My understanding of warp (https://docs.nvidia.com/cuda/cuda-programming-guide/01-intro...) is that you are essentially paying the cost of taking both the branches.

I understand with newer GPUs, you have clever partitioning / pipelining in such a way block A takes branch A vs block B that takes branch B with sync/barrier essentially relying on some smart 'oracle' to schedule these in a way that still fits in the SIMT model.

It still doesn't feel Turing complete to me. Is there an nvidia doc you can refer me to?

▲

rowanG077 an hour ago | parent [-]

That applies inside a single warp, notice the wording:

> In SIMT, all threads in the warp are executing the same kernel code, but each thread may follow different branches through the code. That is, though all threads of the program execute the same code, threads do not need to follow the same execution path.

This doesn't say anything about dependencies of multiple warps.

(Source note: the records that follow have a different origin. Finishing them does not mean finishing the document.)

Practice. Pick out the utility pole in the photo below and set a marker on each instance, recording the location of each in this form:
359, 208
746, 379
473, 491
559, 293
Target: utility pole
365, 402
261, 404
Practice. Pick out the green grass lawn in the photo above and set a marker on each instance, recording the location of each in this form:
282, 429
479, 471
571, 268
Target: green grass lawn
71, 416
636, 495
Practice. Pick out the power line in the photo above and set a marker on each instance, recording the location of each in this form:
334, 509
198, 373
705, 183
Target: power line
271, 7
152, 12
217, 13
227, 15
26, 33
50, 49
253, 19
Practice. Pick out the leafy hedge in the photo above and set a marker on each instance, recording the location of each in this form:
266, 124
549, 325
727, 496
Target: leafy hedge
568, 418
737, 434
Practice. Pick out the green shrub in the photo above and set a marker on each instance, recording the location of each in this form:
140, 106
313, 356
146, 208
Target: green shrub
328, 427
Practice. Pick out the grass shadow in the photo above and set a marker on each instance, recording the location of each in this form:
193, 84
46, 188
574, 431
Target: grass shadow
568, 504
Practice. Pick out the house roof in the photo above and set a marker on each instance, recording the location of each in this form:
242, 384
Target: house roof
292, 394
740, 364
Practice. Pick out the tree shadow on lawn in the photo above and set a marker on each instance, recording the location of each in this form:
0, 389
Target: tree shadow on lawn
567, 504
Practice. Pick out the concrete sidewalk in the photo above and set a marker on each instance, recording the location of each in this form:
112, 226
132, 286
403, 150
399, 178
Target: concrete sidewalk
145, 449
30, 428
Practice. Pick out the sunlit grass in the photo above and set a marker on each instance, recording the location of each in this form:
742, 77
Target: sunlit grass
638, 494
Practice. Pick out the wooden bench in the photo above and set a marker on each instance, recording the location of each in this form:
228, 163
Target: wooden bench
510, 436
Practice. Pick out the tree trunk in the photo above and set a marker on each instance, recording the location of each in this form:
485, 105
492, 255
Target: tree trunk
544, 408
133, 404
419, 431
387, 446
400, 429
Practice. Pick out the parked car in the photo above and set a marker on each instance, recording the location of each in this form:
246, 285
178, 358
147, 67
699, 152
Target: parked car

	▲	textlapse an hour ago \| parent [-]
		It's definitely possible, I am not arguing against that. I am just saying it's not as flexible/cost-free as you would on a 'normal' von Neumann-style CPU. I would love to see Rust-based code that obviates the need to write CUDA kernels (including compiling to different architectures). It feels icky to use/introduce things like async/await in the context of a GPU programming model which is very different from a traditional Rust programming model. You still have to worry about different architectures and the streaming nature at the end of the day. I am very interested in this topic, so I am curious to learn how the latest GPUs help manage this divergence problem.